Immer noch ist die Kultur in weiten Bereichen vollkommen unterfinanziert. Die Schäden des Raubbaus an den Budgets vor allem in Theatern und Orchestern der vergangenen Jahre sind noch gar nicht abzusehen. Aber ein Blick auf die aktuellen Zahlen, die das Statistische Bundesamt in seinem Spartenbericht Musik Anfang Februar veröffentlichte, macht Hoffnung auf eine Kehrtwende.

Wer glaubt, das Statistische Bundesamt Wiesbaden sammle und sortiere nur trockene Zahlen, wird schnell eines Besseren belehrt. Sobald man sich traut und zumutet, sich einmal in solche Zahlen und Tabellen zu vertiefen, beginnt man zu staunen. Und die Alltagsrelevanz und kulturpolitische Bedeutung dieser Zahlen wird offenkundig.

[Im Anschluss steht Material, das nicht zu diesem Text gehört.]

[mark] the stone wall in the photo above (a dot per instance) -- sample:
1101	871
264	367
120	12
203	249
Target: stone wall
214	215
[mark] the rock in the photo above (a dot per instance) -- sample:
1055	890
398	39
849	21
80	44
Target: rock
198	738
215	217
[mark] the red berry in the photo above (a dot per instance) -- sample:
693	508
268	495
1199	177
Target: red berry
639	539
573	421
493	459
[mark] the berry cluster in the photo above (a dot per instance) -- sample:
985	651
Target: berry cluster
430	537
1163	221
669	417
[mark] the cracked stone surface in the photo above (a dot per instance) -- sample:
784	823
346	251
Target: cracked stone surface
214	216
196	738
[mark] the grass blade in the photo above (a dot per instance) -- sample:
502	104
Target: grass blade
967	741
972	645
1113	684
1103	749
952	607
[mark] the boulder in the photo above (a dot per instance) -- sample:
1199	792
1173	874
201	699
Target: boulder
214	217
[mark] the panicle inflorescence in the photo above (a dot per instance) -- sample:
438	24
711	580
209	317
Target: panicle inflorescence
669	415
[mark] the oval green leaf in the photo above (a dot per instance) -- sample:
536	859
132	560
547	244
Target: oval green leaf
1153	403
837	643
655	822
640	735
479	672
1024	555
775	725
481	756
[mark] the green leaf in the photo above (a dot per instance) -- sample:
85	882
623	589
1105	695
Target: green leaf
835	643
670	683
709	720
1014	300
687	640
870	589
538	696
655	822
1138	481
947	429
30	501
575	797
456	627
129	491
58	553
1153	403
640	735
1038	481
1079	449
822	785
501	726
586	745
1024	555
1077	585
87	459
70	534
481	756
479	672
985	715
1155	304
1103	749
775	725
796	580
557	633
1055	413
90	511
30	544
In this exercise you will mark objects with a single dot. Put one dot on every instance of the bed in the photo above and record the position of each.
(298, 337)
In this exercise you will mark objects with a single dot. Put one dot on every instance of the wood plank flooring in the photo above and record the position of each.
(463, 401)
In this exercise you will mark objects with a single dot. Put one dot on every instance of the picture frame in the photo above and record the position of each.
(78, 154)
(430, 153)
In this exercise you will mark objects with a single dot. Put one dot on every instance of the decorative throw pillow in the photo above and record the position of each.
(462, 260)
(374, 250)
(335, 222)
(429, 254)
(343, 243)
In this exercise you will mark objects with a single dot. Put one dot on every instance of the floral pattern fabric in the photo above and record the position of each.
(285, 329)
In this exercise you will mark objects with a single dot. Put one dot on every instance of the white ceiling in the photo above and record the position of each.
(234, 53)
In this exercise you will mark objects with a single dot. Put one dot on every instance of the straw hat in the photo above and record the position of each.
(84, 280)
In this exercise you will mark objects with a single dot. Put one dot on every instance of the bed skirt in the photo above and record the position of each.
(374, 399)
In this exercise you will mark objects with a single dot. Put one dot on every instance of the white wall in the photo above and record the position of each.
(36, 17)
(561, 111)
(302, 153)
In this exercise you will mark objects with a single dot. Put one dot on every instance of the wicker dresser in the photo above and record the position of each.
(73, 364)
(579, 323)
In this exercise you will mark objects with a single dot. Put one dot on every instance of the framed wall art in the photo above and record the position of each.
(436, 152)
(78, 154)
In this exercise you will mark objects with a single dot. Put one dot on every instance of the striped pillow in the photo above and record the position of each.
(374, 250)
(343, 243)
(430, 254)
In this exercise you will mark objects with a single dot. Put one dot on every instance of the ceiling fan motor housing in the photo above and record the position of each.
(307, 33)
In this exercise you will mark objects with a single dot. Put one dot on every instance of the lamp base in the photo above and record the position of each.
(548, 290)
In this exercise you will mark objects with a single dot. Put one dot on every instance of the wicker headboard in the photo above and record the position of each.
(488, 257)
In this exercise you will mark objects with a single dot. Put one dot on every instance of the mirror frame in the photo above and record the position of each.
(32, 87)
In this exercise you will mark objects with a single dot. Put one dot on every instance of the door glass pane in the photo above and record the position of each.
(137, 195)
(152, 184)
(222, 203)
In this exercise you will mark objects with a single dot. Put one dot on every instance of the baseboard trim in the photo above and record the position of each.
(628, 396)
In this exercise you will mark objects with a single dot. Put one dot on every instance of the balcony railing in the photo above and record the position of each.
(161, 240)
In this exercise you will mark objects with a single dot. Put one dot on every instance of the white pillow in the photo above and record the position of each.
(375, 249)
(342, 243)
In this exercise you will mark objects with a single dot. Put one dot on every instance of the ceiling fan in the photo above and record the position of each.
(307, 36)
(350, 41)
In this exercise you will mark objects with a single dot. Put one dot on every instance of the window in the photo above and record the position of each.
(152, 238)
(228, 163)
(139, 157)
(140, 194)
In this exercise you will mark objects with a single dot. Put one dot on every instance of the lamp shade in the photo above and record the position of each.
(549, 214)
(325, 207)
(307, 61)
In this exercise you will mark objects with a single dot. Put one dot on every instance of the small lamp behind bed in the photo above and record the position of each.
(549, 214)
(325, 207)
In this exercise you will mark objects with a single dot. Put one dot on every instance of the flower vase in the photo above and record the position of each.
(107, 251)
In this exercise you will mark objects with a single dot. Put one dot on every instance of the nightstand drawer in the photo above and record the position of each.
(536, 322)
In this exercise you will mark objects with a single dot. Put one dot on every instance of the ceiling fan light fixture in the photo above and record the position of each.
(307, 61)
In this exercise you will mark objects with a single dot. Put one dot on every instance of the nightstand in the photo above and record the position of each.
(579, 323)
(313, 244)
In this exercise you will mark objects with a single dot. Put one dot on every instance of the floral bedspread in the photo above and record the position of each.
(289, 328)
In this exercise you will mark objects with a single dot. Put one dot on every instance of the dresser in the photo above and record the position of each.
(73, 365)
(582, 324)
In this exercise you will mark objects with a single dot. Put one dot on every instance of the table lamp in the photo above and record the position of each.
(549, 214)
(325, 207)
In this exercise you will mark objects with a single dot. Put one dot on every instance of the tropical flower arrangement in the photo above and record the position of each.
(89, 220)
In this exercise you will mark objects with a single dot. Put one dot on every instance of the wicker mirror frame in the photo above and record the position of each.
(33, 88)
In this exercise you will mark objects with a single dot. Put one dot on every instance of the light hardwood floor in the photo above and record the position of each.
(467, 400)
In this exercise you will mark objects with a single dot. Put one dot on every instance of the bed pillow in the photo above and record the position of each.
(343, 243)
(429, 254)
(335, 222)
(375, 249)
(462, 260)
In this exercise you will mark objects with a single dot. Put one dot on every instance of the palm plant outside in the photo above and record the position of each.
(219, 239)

Mit seinem Spartenbericht Musik liefert das Statistische Bundesamt Anfang Februar 2019 nach längerer Pause endlich wieder Zahlenmaterial zum Musikbereich von Profis und Laien. Gerald Mertens, Geschäftsführer der Deutschen Orchestervereinigung, sieht darin einen wichtigen Schritt, „um die Diskussionen und Argumentationen in vielen Bereichen der Kulturpolitik zu versachlichen.“ Die Kulturausgaben des Bundes und der Länder, also auf der staatlichen Ebene, die 2015 zusammen 5,7 Milliarden Euro ausmachten, stiegen nach vorläufigen Berechnungen bis 2017 auf 6,4 Milliarden Euro. Die Gemeinden bestritten mit 4,7 Milliarden Euro, das entspricht 45 Prozent, den größten Teil der öffentlichen Kulturausgaben im Jahr 2015. Die Länder finanzierten den Kulturbereich mit 4,2 Milliarden Euro, also 40 Prozent, und der Bund mit 1,5 Milliarden Euro, was 15 Prozent ausmacht.

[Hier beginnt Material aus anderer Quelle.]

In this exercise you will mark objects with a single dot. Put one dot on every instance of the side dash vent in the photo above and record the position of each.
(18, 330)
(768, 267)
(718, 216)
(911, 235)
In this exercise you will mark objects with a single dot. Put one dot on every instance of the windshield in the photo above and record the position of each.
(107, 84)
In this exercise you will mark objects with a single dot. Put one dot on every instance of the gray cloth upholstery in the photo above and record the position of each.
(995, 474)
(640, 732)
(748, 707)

Insgesamt gaben Bund, Länder und Gemeinden im Jahr 2015 10,4 Milliarden Euro für den gesamten Kultursektor aus, eine Steigerung von 1,7 Prozent gegenüber 2014. 2017 waren es 6,4 Milliarden. Der größte Anteil der öffentlichen Ausgaben für Kultur entfiel mit 35 Prozent auf Theater und Musik, gefolgt von Museen, Sammlungen, Ausstellungen mit 18 Prozent und Bibliotheken mit 14 Prozent. Zu den Gesamtmitteln des Bundes für Kultur gehören auch 36 Prozent für kulturelle Angelegenheiten im Ausland wie beispielsweise das Goethe-Institut. Bei den Ländern und Gemeinden lagen die Ausgaben für Theater und Musik mit 39 respektive 43 Prozent an vorderster Stelle.

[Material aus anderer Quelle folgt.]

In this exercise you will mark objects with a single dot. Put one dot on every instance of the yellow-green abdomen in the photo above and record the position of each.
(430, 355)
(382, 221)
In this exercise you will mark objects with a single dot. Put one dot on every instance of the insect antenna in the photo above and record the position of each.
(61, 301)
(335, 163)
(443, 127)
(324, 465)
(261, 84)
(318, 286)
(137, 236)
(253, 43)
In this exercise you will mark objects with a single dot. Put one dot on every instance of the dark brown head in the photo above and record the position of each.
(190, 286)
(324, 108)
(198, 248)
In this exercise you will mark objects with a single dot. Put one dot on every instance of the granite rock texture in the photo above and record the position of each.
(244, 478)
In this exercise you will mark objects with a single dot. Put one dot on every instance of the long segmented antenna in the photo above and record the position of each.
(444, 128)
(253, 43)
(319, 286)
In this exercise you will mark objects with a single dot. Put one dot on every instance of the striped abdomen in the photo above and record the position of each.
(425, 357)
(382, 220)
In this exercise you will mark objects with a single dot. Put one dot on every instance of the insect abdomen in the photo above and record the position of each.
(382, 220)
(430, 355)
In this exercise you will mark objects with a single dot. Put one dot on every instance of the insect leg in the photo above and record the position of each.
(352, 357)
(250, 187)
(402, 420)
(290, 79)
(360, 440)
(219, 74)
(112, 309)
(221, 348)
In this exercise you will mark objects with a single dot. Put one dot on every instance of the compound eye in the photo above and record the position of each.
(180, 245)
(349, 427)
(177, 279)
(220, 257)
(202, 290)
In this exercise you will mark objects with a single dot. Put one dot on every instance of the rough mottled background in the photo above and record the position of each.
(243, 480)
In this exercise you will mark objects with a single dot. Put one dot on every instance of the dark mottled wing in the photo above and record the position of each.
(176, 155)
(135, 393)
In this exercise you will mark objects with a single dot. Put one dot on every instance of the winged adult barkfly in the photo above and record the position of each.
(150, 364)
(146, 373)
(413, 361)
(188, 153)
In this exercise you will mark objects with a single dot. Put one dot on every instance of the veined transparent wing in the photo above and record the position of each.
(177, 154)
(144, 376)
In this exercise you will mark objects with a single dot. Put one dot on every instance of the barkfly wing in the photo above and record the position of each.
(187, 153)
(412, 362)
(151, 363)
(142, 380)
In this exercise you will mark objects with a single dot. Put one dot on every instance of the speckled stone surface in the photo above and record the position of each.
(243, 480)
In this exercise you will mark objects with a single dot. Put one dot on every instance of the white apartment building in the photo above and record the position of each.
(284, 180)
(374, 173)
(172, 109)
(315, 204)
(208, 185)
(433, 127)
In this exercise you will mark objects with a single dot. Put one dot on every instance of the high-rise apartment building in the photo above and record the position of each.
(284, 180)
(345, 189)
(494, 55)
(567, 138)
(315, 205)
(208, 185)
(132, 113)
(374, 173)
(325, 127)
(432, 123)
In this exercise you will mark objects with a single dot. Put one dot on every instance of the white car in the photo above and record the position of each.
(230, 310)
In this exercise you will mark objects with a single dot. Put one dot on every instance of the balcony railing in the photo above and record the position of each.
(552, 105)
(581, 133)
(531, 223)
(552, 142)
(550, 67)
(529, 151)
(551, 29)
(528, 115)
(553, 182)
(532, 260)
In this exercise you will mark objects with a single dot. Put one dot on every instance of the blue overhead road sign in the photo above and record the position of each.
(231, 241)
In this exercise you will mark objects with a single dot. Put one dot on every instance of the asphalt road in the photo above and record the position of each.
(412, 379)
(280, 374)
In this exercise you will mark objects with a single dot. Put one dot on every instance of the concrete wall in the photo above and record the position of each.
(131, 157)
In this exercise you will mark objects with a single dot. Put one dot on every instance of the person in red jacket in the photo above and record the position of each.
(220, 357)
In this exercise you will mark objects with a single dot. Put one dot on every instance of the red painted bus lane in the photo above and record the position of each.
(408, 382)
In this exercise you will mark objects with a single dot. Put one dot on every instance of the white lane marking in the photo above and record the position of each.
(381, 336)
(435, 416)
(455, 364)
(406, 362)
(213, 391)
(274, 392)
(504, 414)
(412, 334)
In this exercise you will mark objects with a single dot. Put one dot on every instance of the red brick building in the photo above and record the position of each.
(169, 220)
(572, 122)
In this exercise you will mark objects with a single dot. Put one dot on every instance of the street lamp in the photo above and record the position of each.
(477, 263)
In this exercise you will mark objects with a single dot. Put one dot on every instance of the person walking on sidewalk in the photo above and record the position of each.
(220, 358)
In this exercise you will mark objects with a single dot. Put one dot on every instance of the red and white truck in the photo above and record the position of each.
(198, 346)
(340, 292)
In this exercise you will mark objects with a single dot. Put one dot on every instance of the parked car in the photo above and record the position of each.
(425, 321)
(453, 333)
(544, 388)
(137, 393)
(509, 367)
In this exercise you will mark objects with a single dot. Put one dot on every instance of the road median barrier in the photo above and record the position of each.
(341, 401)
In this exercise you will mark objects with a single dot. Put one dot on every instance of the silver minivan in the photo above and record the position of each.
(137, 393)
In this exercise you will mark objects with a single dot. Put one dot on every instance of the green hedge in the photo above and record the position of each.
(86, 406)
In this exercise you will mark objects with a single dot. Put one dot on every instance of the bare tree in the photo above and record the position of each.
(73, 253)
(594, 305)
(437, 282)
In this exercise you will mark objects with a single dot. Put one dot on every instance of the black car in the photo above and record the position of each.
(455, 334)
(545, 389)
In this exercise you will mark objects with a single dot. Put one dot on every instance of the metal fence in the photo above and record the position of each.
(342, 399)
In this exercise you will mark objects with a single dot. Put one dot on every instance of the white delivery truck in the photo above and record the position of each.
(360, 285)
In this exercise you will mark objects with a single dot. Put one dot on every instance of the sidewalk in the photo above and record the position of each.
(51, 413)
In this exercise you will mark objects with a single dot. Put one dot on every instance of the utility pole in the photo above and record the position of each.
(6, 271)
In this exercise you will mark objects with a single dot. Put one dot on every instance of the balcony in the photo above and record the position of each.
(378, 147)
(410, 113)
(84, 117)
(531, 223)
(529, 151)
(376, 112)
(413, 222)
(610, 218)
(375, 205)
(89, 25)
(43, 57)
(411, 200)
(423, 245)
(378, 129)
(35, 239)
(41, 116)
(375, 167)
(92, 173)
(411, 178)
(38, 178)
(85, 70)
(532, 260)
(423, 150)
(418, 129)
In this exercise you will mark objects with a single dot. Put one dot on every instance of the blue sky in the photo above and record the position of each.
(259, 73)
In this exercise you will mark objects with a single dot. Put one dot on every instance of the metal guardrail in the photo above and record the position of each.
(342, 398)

Spannend werden diese Zahlen der Ausgaben, wenn man sie auf den einzelnen Bewohner herunter rechnet: Bund, Länder und Gemeinden gaben 2015 insgesamt 127 Euro pro Bürger für Kultur aus, dies sind gerade mal 0,34 Prozent des Bruttoinlandproduktes. Da fallen einem im Vergleich sofort die Zahlen des Sozial- und des Verteidigungsetats ein …
Die Konzerte der öffentlich finanzierten Orchester zogen 2013⁄14 mehr als 5,2 Millionen Zuhörer an, zusätzlich waren die über 500 Musikfestivals für über 32 Millionen Besucher attraktiv. Die öffentlich geförderten Theater konnten gut 30 Millionen Besucher, die privaten Theater mehr als 11 Millionen Besucher zählen. Die hier wieder gegebenen Zahlen stammen aus dem Kulturfinanzbericht 2018, der einen Überblick über die öffentliche Finanzierung von Kultur und kulturnahen Bereichen gibt.
Ein gesellschaftlicher Bereich, der über 40 Millionen Besucher pro Jahr bewegt und anspricht, braucht sich politisch nicht zu verstecken. Den Vergleich mit den Parteien hält er locker aus. Aber es ist immer noch schwierig, die für den Kultursektor notwendigen Haushaltsmittel locker zu machen und vom Odium der „unrentablen Nebenkosten“ zu befreien. Und Politiker, die eine politische Karriere aus dem Kultursektor heraus gestartet haben, muss man immer noch mit der Lupe suchen. „Hier ist ein Umdenken dringend nötig“, sagt Mertens. – Mit diesen Zahlen im Hintergrund kann jeder Kulturpolitiker mit viel Selbstbewusstsein in die nächsten Haushaltsberatungen gehen.